Since we are on a tech roll, let me suggest to you that there is a new and critical area of estate planning that needs your attention: your digital legacy. In the December 27, 2011 online edition of Financial Planning, if people die without leaving power of attorney to an executor or trustee with the names of and passwords for online accounts—financial, professional and personal—these accounts may become inaccessible. The heirs may not know of the existence of each and every online bank and investment account. Also, repositories of photos, music, movies, etc. may end up being accidentally deleted. According to this article, there is now a power of attorney “for asset management” that should address these issues. If the person appointed as executor of your will is not digitally savvy, it is possible to appoint a special “digital executor” that will act on your behalf after your death to distribute or delete your digital assets according to your wishes. Another suggestion is to consider use of an online service that allows users to securely input user names, passwords and wishes for each of their digital assets. These services include LegacyLocker.com, Entrustet.com or Securesafe.com. I personally cannot vouch for any of these websites, so have them checked out by someone knowledgeable in these areas.

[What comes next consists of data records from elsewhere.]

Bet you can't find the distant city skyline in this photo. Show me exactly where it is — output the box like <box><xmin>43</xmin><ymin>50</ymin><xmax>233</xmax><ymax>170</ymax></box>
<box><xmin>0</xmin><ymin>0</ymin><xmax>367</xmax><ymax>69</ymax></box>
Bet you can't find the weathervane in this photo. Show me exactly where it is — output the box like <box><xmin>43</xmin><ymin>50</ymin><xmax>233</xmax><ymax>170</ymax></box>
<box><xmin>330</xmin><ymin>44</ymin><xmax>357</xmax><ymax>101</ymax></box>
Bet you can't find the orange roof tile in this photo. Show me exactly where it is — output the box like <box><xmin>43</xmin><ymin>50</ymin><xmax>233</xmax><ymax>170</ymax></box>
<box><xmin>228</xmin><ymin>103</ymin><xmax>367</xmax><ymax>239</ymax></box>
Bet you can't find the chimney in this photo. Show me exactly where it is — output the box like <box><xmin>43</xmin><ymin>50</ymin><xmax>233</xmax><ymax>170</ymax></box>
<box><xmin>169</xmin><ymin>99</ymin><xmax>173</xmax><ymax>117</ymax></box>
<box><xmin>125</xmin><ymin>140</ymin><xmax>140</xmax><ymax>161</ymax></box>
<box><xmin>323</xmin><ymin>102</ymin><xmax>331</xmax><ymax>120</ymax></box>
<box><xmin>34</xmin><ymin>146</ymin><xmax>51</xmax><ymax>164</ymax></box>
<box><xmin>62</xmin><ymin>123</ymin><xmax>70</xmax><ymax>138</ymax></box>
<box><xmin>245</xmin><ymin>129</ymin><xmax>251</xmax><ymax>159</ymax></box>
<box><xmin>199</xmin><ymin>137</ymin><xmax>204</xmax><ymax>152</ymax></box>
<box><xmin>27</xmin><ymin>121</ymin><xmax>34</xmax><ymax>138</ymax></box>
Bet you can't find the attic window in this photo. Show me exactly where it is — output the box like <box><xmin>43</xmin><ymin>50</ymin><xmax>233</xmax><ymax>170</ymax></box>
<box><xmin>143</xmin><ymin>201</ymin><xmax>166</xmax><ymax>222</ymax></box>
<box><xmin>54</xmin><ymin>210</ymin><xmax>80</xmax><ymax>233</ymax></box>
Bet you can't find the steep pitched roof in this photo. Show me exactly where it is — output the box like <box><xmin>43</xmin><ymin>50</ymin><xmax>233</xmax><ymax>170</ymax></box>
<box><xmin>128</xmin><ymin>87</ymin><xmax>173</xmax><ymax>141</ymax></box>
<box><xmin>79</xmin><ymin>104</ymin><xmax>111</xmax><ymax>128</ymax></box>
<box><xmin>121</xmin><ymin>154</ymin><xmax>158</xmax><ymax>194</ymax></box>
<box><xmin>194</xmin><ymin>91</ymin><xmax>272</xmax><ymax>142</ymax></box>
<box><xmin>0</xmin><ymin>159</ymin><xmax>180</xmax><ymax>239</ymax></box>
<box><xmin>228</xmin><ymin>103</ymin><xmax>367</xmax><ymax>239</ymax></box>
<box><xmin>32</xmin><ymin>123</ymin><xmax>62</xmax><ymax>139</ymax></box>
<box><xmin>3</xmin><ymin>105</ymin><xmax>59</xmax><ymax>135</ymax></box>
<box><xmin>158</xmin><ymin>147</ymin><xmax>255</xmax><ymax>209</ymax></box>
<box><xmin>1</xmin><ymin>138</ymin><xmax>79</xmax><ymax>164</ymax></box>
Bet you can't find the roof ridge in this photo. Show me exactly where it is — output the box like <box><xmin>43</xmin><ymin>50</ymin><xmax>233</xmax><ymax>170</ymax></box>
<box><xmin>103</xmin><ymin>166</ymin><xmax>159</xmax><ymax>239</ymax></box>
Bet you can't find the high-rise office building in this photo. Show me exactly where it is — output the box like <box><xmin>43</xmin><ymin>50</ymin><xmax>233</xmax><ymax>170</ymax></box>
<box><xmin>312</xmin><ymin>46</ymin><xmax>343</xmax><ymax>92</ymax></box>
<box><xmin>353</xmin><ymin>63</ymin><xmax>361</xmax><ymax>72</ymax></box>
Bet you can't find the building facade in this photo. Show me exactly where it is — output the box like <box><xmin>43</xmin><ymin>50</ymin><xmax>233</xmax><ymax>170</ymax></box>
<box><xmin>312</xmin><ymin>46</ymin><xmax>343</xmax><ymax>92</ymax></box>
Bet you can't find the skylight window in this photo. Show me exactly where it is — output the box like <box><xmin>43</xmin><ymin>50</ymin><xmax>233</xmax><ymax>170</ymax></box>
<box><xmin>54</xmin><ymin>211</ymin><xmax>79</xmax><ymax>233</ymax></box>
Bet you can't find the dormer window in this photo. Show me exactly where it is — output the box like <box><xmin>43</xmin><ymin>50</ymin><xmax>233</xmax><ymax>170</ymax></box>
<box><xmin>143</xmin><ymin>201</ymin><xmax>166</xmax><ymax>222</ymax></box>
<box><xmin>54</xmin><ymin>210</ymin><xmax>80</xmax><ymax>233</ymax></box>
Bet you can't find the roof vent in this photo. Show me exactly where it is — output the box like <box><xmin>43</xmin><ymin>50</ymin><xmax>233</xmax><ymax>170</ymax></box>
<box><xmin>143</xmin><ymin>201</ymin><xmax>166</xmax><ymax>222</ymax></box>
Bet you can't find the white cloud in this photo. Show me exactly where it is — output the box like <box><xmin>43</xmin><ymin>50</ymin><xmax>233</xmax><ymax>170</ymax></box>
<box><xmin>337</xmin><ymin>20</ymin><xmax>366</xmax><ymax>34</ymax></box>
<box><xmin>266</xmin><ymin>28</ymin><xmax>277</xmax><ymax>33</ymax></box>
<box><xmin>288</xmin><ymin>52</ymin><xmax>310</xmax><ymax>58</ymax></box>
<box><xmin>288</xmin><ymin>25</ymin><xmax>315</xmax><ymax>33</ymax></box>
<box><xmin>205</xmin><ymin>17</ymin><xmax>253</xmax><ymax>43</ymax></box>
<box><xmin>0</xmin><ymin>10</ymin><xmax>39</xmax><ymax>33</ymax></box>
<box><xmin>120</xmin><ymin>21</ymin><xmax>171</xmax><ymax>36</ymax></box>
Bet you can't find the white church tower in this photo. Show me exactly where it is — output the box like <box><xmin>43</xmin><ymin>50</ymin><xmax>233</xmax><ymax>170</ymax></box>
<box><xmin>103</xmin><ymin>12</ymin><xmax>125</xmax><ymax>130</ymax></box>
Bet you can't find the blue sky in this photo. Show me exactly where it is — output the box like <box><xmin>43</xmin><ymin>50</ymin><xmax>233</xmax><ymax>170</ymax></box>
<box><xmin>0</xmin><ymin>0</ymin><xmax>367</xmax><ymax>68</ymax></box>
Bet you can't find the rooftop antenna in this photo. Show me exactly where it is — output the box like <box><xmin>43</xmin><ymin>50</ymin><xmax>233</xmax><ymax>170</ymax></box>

From the Forward Day by Day for January 13th, “Often in my life and faith journey, I have found myself at a fork in the road with no clear direction of which way to go. I’ve asked God to show me the way, yet no definite answer has come. It is consoling to me to know that Thomas Merton, a spiritual giant, didn’t always know where he was going. His famous prayer from Thoughts in Solitude begins with the words, ‘My Lord God, I have no idea where I am going. I do not see the road ahead of me. I cannot know for certain where it will end.’ At times of uncertainty, I begin by taking a step, trusting that God is with me on the road that I choose. Often, it becomes clear before long whether I have chosen the path of life. At other times, I come to realize that there really wasn’t one right way to go. Most importantly, I know that God is with me no matter which way I go. And, where God is, there is life. From Psalm 16: In your presence there is fullness of joy; in your right hand are pleasures forevermore.”